+Debate com pré-candidatos à Presidência da República marcou o segundo dia da Marcha a Brasília
Publicado em: 14 de Maio de 2014 Atualizado em: 8 de Janeiro de 2021
O segundo dia de evento da
XVII Marcha a Brasília em Defesa dos Municípios foi marcado pelo debate com os
pré-candidatos à presidência da República, Eduardo Campos e Aécio Neves. O
auditório do Centro Internacional de Convenções do Brasil (CICB) estava lotado
de prefeitos, vice-prefeitos e vereadores, todos atentos as propostas de
governo apresentados pelos presidenciáveis e as explicações de cada um para as
indagações levantadas pela Confederação Nacional de Municípios (CNM), sobre as
gestões municipais.
Antes da Marcha, a CNM
solicitou aos prefeitos e entidades estaduais que representam os Municípios,
temas e questionamentos que deveriam ser apresentados no evento aos
pré-candidatos. Aos presidenciáveis, foram expostas perguntas sobre a autonomia
dos Municípios e desoneração de impostos; o subfinanciamento dos programas
federais; o impacto das novas propostas de pisos salariais; o percentual mínimo
de aplicação de recursos na saúde e o plano de governo que cada um tinha para o
Municipalismo. Pré -candidato Eduardo Campos e Marina Silva Pré-candidato, senador Aécio Neves
Questionamentos
“São perguntas abrangentes,
muito bem colocadas e direcionadas, que refletem o momento que as administrações
públicas estão vivendo. Percebo que os candidatos têm se mostrados sensíveis às
indagações, ao apresentar soluções e alternativas para os gargalos dos problemas
municipais. O debate está sendo oportuno e proveitoso”, enfatizou o prefeito
Francisco Tozzatti (PSB), o Chicão, que participa pela primeira da Marcha a
Brasília. Avaliar
as propostas
O presidente da Associação
Tocantinense de Municípios (ATM) e prefeito de Almas, Leonardo Cintra (PSDB),
avaliou como altamente propositivo o segundo dia da Marcha, uma vez que os
gestores municipais tiveram condições de avaliar as propostas dos presidenciáveis
Aécio Neves e Eduardo Campos. “A Marcha sai fortalecida, a CNM marca um tento
importante quando traz para a arena de reuniões nomes que têm experiência
administrativa, uma vez que governaram importantes estados da Federação.

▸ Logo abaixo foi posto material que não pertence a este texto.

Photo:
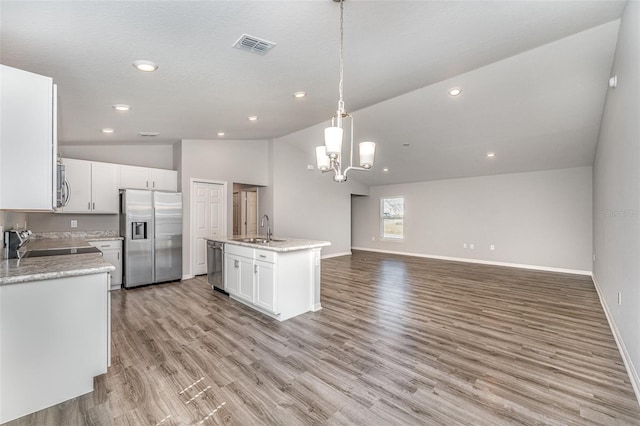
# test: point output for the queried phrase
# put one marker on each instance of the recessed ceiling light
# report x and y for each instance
(146, 66)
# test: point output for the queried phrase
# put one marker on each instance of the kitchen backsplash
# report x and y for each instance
(77, 234)
(55, 222)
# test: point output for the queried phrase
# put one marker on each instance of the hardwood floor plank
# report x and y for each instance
(400, 340)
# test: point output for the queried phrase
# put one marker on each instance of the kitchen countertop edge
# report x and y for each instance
(13, 271)
(288, 244)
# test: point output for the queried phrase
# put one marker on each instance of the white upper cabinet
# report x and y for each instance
(134, 177)
(28, 141)
(92, 186)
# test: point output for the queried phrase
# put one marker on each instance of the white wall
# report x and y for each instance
(157, 156)
(540, 219)
(308, 204)
(616, 182)
(241, 161)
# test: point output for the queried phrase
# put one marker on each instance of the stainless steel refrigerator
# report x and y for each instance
(151, 225)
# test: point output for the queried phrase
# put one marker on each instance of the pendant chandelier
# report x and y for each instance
(329, 155)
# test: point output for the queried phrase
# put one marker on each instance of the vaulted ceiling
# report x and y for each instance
(533, 74)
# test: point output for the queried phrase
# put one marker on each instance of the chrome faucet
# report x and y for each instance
(268, 226)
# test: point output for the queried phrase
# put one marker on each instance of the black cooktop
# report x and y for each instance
(60, 252)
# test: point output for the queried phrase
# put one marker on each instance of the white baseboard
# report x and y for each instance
(484, 262)
(345, 253)
(626, 358)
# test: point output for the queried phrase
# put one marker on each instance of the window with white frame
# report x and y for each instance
(392, 218)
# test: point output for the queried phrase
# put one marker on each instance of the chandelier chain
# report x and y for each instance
(340, 85)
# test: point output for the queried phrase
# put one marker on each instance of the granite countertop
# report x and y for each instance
(45, 268)
(281, 245)
(49, 267)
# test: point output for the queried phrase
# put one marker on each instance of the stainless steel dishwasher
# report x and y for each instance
(215, 265)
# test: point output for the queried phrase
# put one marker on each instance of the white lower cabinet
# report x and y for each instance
(112, 253)
(239, 276)
(278, 284)
(266, 295)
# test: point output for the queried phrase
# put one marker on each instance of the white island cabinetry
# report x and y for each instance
(279, 279)
(54, 339)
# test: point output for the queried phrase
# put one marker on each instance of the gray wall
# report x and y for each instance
(308, 204)
(157, 156)
(12, 220)
(237, 161)
(616, 182)
(52, 222)
(540, 219)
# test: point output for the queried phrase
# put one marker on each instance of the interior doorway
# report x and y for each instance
(245, 209)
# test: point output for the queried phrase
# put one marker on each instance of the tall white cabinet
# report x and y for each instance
(92, 186)
(135, 177)
(28, 141)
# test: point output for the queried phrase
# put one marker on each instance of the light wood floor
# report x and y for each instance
(400, 340)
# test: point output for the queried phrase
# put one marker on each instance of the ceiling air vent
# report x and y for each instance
(253, 44)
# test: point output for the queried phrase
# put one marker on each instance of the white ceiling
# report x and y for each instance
(533, 73)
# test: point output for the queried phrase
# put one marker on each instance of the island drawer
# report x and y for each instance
(266, 256)
(239, 250)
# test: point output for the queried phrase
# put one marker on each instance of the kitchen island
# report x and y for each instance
(54, 330)
(280, 278)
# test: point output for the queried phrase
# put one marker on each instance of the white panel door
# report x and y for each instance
(216, 203)
(252, 213)
(208, 221)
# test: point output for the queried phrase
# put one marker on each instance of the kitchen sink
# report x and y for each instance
(257, 240)
(254, 240)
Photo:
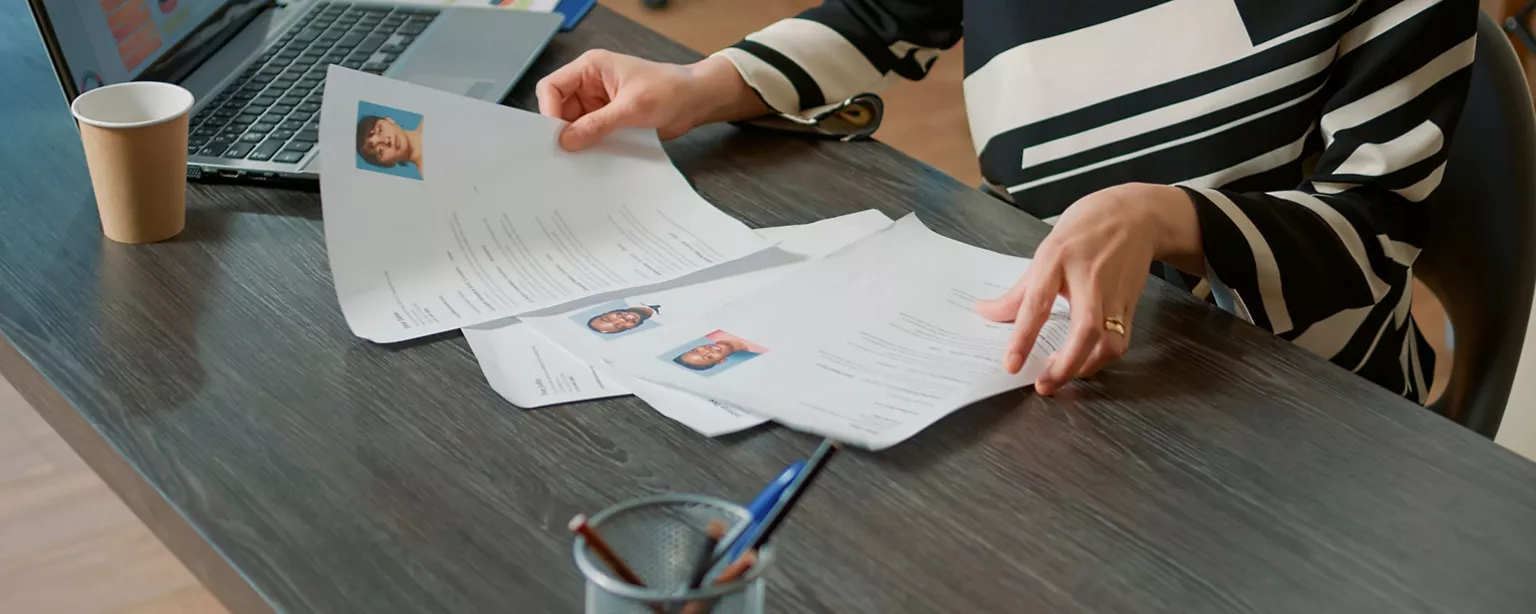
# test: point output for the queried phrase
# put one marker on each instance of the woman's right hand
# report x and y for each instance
(604, 91)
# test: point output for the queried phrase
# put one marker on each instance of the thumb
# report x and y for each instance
(1003, 309)
(592, 128)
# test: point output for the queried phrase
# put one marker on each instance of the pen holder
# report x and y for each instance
(661, 538)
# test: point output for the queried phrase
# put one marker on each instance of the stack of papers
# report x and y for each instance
(599, 273)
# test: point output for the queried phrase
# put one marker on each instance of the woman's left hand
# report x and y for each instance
(1099, 258)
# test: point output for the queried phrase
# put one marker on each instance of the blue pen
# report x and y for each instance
(759, 508)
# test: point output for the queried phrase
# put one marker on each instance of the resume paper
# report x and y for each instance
(867, 346)
(506, 221)
(556, 358)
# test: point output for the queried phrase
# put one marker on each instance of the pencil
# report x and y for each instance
(715, 531)
(731, 573)
(579, 527)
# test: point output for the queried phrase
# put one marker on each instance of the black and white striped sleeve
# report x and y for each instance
(844, 48)
(1324, 263)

O que
temos a lamentar foi a omissão da presidente Dilma Rousseff, que garantiu
presença e recuou. Parece-me que não tem muito a oferecer de significativo”,
protestou.
Fortalecimento
Por sua vez, o prefeito de
Pium, Manoel Palma (PSD), afirmou que a presença de Aécio Neves e Eduardo
Campos fortalece o movimento municipalista, visto que assumiram pontos que, se
eleitos, poderão ser cobrados. “A iniciativa de trazer os presidenciáveis tem
que ser elogiada por todos nós. O regime democrático é isso, é debate, é
assumir compromisso e cumprir após eleito. Por outro lado, não ficou bom para o
governo e a presidente Dilma não dar satisfação aos mais de cinco mil prefeitos
presentes nestes dias de evento. Muitos vão cobrar dela nas urnas”, disse.
Novo
federalismo
Para o prefeito de Monte
Santo, Francisco Lima (PMDB), o Dedé, a Marcha é irreversível, uma vez que é
capaz de mobilizar prefeitos de todo o país, vice-prefeitos, vereadores,
governadores, deputados e senadores, com um único objetivo de estabelecer um
novo federalismo. “Só um movimento como este será capaz de por fim a este
arrocho que estamos submetidos. As vitórias virão, ou mais cedo o mais tarde
com essa união de todos nós, mesmo com a presidente se negando a comparecer,
aqui está à voz de todo o povo brasileiro”, destacou. Prefeito de Monte Santo, Dedé
A última etapa dos prefeitos
em Brasília neste segundo dia de evento será um encontro com a bancada Federal,
no Congresso Nacional. Amanhã, será o encerramento oficial, com a leitura da
Carta referente à XVII Marcha a Brasília em Defesa dos Municípios. (Goianyr Barbosa e Victor Morais/Ascom ATM)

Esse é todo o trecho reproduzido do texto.